The use of artificial intelligence (AI) in cyberattacks is quite limited, but the situation might change, and soon, with intrusions becoming much more advanced than current incidents, a new report warns.
The report, co-created by WithSecure, a Helsinki-headquartered cybersecurity and privacy company, the Finnish Transport and Communications Agency, and the Finnish National Emergency Supply Agency, analyzes current trends and developments in AI, cyberattacks, and areas where the two overlap.
According to its authors, it is safe to say today that cyberattacks that use AI are currently very rare and limited to social engineering applications. They are also used in ways that aren’t directly observable by researchers and analysts.
In other words, most current AI fields do not represent anything close to human-level intelligence and would not be able to automatically craft or launch cyberattacks.
However, in the next five years, attackers will likely develop AI capable of autonomously finding vulnerabilities, planning, and executing attack campaigns, using stealth to evade defenses, and collecting/mining information from compromised systems or open-source intelligence.
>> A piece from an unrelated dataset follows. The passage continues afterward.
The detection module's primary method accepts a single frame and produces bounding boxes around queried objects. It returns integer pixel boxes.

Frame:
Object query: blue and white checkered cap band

“Although AI-generated content has been used for social engineering purposes, AI techniques designed to direct campaigns, perform attack steps, or control malware logic have still not been observed in the wild. Those techniques will be first developed by well-resourced, highly-skilled adversaries, such as nation-state groups,” said WithSecure Intelligence Researcher Andy Patel.
“After new AI techniques are developed by sophisticated adversaries, some will likely trickle down to less-skilled adversaries and become more prevalent in the threat landscape.”
Current defenses can address some of the challenges posed by attackers’ use of AI, but the report notes that others require defenders to adapt and evolve.
The report says new techniques are needed to counter AI-based phishing that utilizes synthesized content, spoofing biometric authentication systems and other capabilities on the horizon.
That’s because “AI-enabled attacks can be run faster, target more victims and find more attack vectors than conventional attacks because of the nature of intelligent automation and the fact that they replace typically manual tasks,” the report says.
AI-enabled cyberattacks will probably be very effective in the field of impersonation, a mechanism most often used in phishing and vishing (voice phishing) attacks.
“Deepfake-based impersonation is an example of new capability brought by AI for social engineering attacks. No prior technology enabled to convincingly mimic the voice, gestures and image of a target human in a manner that would deceive victims,” say the authors of the report, who predict that AI-enabled impersonations will be taken to another level.
Many experts state that deepfakes are the biggest cybersecurity threat. Recent tech developments have advanced towards biometrical technologies, from cellphones locks to bank accounts and passports. These types of security that rely heavily on face recognition seem to be at risk with deepfakes evolving at such a fast pace.